Alan Sanches critica atrasos salariais no governo Jerônimo: “R$ 26 bi em empréstimos e não pagar salário dos médicos?”
O deputado estadual Alan Sanches (União Brasil), vice-líder da oposição na Assembleia Legislativa da Bahia (Alba), voltou a criticar o governo Jerônimo Rodrigues após denúncias de atraso no pagamento de salários a médicos e profissionais de saúde em ao menos quatro unidades estaduais.
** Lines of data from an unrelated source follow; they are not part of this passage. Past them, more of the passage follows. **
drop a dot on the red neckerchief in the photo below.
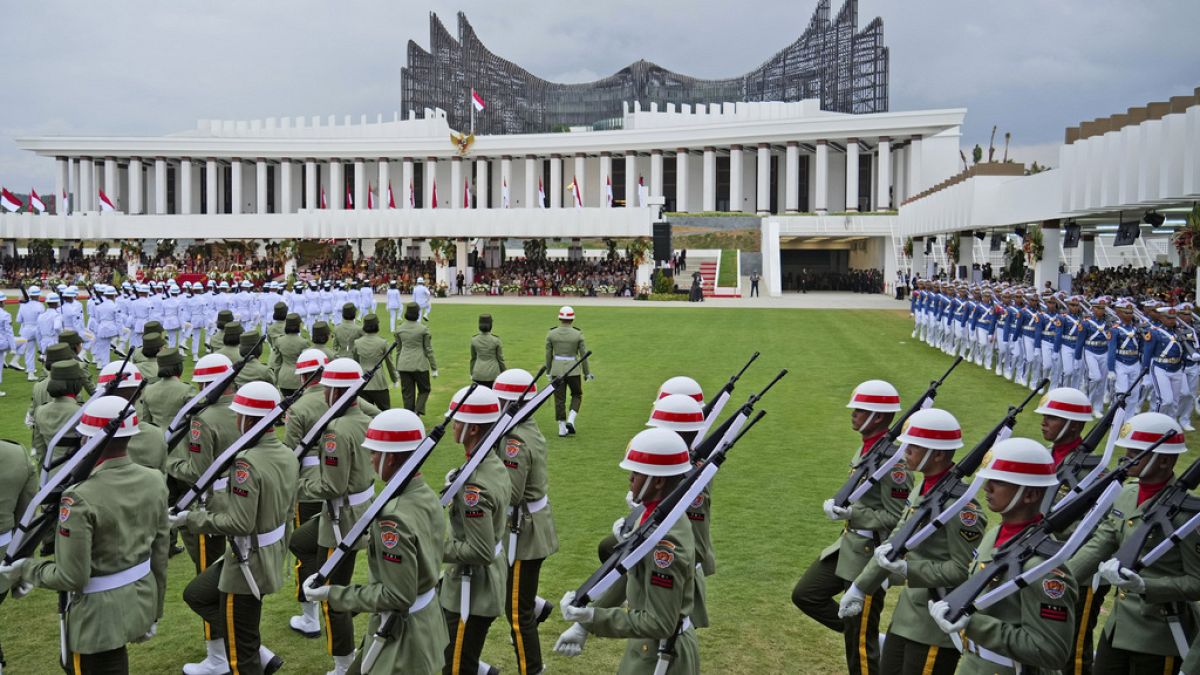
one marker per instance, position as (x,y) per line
(869,442)
(1060,451)
(1009,530)
(1147,490)
(649,508)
Segundo ele, a situação atinge o Hospital Regional de Juazeiro, o Hospital Regional de Irecê, o Hospital Regional de Porto Seguro e a UPA do Cabula, em Salvador, administrada diretamente pelo Estado.
Durante a sessão desta segunda-feira (1º), quando o governo conseguiu aprovar mais um empréstimo de R$ 2 bilhões após oito horas de obstrução da oposição, Sanches questionou a gestão estadual. “Como pode um governo que já pediu R$ 26 bilhões em empréstimos não pagar os profissionais médicos? Isso é um absurdo. É por isso que, todos os dias, pelo menos 1.200 pacientes ficam na tela da regulação aguardando atendimento”, afirmou.
O parlamentar, que também é médico, citou casos recentes envolvendo profissionais das unidades estaduais. Segundo ele, médicos obstetras do Hospital Regional de Porto Seguro apresentaram demissão coletiva por falta de pagamento. Já no Hospital da Mulher, parte dos salários de agosto não foi quitada, e o pagamento de outubro segue pendente. Trabalhadores da UPA do Cabula e do Hospital Regional de Juazeiro também estariam sem receber.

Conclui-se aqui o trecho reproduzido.